Nachdem er für den militärischen Geheimdienst eingesetzt worden war, beendete er den Krieg im Rang eines Wing Commanders.

1942 wurde er nach Washington D.C. versetzt, wo er Assistant Air Attache war. Wie zwischenzeitlich bekannt wurde, wirkte Dahl in den USA auch als Agent des britischen Geheimdienstes und war 1945 Co-Autor eines Berichts darüber, der lediglich in 12 Kopien erschien. Er begann hier außerdem mit dem Schreiben und veröffentlichte am 1. August 1942 in der Saturday Evening Post die Geschichte Shot Down Over Libya, in der er seinen Absturz mit der Gloster Gladiator beschrieb. Der ursprüngliche Titel A Piece of Cake war geändert worden, um den Bericht durch implizierten Feindkontakt zusätzlich zu dramatisieren. Tatsächlich war der Absturz nicht durch Feindeinwirkung verursacht.

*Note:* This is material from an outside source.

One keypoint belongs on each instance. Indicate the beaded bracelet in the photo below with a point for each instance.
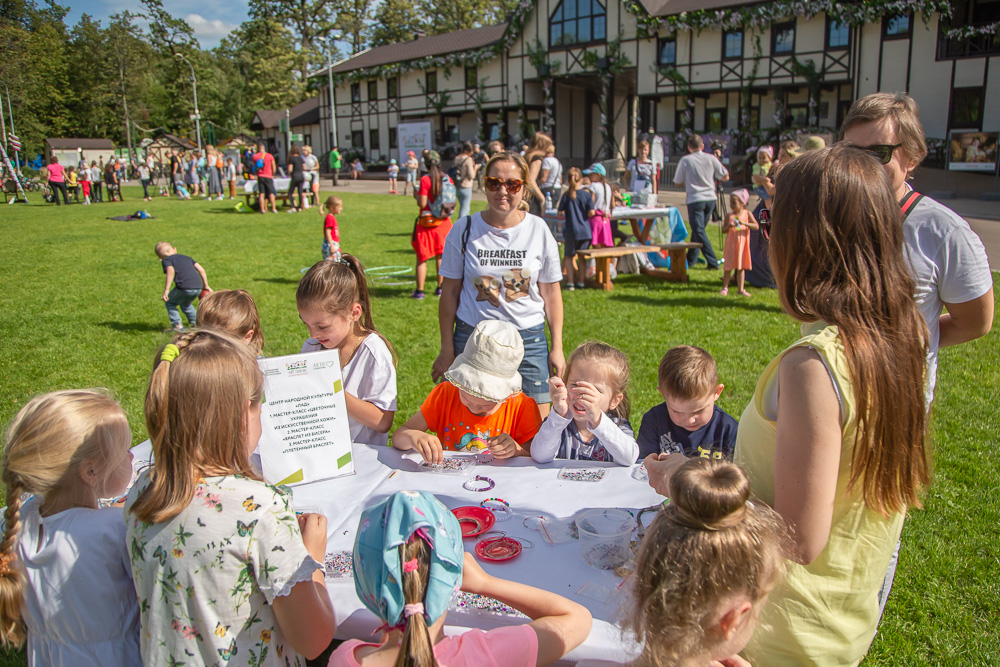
(470, 484)
(501, 510)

Die Nachkriegszeit[Bearbeiten]

Dahl ehelichte 1953 die Hollywood-Schauspielerin Patricia Neal, im Jahr 1983 folgte die Scheidung. Sie hatten fünf Kinder darunter auch Tessa Dahl, die ebenfalls Schriftstellerin wurde. Tessas Tochter Sophie Dahl wiederum wurde Model und ebenfalls Autorin; auch war sie Inspiration für ihren Großvater bei der Geschichte The BFG. Dahls erstgeborene Tochter Olivia starb im Alter von sieben Jahren an Masern.[1] Ihr widmete er zwei seiner Kinderbücher. Die jüngste Tochter, Lucy, 1965 geboren, schrieb das Drehbuch für Wild Child.

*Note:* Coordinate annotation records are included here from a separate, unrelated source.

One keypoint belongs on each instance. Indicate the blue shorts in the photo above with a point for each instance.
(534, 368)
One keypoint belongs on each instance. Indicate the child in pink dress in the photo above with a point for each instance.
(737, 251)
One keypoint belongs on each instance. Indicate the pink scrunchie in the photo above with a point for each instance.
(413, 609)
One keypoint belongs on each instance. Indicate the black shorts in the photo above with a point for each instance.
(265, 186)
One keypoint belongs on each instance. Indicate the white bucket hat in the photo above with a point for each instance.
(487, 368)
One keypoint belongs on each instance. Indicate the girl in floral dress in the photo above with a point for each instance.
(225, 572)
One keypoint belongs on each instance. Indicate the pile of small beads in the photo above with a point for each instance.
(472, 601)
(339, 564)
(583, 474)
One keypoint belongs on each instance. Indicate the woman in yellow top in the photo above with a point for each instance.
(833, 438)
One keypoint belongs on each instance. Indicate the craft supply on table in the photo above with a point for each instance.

Seine zweite Frau Felicity Ann Crosland (geb. d'Abreu) heiratete Dahl 1983. Sieben Jahre später starb Roald Dahl an Leukämie in seinem Heim in Buckinghamshire. Zu seinem Gedenken wurde die Roald Dahl Children's Gallery im Bucks County Museum (nahe Aylesbury) eröffnet. Dahls wohltätiges Wirken in Bereichen der Neurologie, Hämatologie und des Analphabetismus wurde nach seinem Tod durch die Roald Dahl Foundation fortgesetzt. Im Juni 2005 eröffneten das Roald Dahl Museum und der Story Store in Great Missenden, um das Werk Dahls zu feiern.

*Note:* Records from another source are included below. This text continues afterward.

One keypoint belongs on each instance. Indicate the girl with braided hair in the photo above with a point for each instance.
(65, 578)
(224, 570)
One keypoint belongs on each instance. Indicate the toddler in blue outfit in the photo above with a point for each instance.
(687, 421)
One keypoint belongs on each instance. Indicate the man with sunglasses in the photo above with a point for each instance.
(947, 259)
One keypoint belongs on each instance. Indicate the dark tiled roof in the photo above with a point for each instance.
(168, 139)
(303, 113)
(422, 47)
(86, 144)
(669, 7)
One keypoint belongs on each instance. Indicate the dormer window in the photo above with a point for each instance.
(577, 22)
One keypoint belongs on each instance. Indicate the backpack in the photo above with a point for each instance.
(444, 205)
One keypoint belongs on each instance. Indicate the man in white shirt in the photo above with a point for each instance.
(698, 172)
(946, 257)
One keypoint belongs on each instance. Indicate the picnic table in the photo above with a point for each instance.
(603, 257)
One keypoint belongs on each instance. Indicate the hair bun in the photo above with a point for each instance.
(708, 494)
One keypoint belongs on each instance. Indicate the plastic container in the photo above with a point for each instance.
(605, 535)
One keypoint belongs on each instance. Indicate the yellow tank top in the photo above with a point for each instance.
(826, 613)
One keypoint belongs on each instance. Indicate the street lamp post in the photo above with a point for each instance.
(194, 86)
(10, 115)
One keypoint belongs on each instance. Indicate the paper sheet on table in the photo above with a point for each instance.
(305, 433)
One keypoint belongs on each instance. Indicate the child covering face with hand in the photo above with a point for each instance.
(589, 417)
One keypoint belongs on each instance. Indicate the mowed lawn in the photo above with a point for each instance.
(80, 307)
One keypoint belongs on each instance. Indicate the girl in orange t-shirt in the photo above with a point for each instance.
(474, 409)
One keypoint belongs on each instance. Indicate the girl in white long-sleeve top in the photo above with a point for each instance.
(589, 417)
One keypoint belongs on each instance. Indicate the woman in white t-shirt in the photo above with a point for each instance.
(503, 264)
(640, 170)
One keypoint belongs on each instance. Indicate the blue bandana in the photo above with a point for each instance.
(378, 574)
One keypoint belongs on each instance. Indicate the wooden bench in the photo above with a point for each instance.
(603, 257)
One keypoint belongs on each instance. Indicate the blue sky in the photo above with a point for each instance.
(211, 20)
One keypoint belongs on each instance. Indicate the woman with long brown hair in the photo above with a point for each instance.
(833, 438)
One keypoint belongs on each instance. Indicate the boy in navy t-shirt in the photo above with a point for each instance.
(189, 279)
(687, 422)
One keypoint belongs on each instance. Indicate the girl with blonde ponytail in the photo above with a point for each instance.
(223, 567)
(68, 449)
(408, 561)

Künstlerisches Schaffen[Bearbeiten]

Roald Dahl

Angeregt von einem Treffen mit C. S. Forester veröffentlichte Dahl seine erste Geschichte in der Saturday Evening Post für ein Honorar von 1000 Dollar.

Sein erstes Kinderbuch war 1943 The Gremlins, über kleine bösartige Tierchen, die Teil der Folklore innerhalb der Royal Air Force sind. Diese Geschichte wurde von Walt Disney in Auftrag gegeben, um daraus einen Film zu machen, der aber nie verwirklicht wurde. Dahl schrieb einige der beliebtesten Kinderbücher des 20. Jahrhunderts, zum Beispiel Danny oder Die Fasanenjagd oder Der fantastische Mr. Fox. Seine Bücher dienten häufig als Vorlage für Verfilmungen, so Matilda, James und der Riesenpfirsich, Hexen hexen und Charlie und die Schokoladenfabrik. Viele seiner Kinderbücher wurden von Quentin Blake illustriert.

Dahl verfasste zwei Autobiographien: Boy sowie Im Alleingang.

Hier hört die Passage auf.